The most significant of the "something really bad and unexpected" are the risk
factors for Alzheimer's and Breast Cancer. I believe that there are certain
markers for both those diseases which could reveal that you have a much higher
lifetime risk (for some cases of breast cancer, >50%), which is obviously
scary. Don't quote me on this, but I believe in both situations you are very
likely to have had some family history in these diseases, so it should not be
a total surprise. And if you have a family history of breast cancer, you
should be getting Myriad's full BRCA test (see my other post). I would
probably look into a clinical test for Alzheimers too if I thought I was at
risk.

There are a few other diseases that also have big impact (>50% lifetime risk),
but they are rarer, and I'm not sure if there are any where you would have had
no family or personal history to clue you in on the possibility.

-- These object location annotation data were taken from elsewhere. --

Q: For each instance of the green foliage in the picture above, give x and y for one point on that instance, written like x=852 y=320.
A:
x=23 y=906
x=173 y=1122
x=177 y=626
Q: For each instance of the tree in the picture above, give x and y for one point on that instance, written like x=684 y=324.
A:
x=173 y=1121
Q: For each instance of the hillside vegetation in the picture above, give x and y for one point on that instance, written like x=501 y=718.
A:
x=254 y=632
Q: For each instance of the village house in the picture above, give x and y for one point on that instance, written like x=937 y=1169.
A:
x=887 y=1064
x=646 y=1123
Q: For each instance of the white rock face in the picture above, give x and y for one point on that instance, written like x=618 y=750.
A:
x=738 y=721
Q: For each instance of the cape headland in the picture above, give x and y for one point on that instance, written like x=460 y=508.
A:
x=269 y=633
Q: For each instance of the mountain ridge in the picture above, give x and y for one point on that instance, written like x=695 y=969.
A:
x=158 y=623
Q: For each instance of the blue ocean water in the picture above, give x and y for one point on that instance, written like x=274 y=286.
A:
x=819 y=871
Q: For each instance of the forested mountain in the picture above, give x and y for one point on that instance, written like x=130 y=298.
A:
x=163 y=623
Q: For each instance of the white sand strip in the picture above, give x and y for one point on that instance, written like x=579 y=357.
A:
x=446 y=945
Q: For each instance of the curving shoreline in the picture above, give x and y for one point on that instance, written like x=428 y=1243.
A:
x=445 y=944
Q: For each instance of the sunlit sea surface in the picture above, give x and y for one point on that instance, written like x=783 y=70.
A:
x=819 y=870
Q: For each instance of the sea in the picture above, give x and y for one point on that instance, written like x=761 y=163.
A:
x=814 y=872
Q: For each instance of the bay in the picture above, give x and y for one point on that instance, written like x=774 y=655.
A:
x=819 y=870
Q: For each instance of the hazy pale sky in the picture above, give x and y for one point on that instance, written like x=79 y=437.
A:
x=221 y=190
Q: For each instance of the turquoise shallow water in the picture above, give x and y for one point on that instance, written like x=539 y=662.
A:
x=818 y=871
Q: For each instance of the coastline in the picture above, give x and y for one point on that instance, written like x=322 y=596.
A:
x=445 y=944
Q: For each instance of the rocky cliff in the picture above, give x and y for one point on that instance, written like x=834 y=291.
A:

The vast majority of the diseases 23andMe reports on give you very little
actionable data. For example, it might say I have a 2x risk of prostate
cancer, from a background risk of 2% chance to a personalized 4% chance. I
view that as pretty unhelpful. Furthermore, it's based on SNP-associations
currently known. It's possible, I have another SNP that's associated with a
.25x risk, and therefore I actually have only 1% chance overall, i.e. half the
general population's risk.

23andMe can be useful for other reasons. For example, it will tell you if you
are a recessive carrier of certain diseases, which is helpful if and when you
decide to have children. It's also fun, has ancestry info, etc.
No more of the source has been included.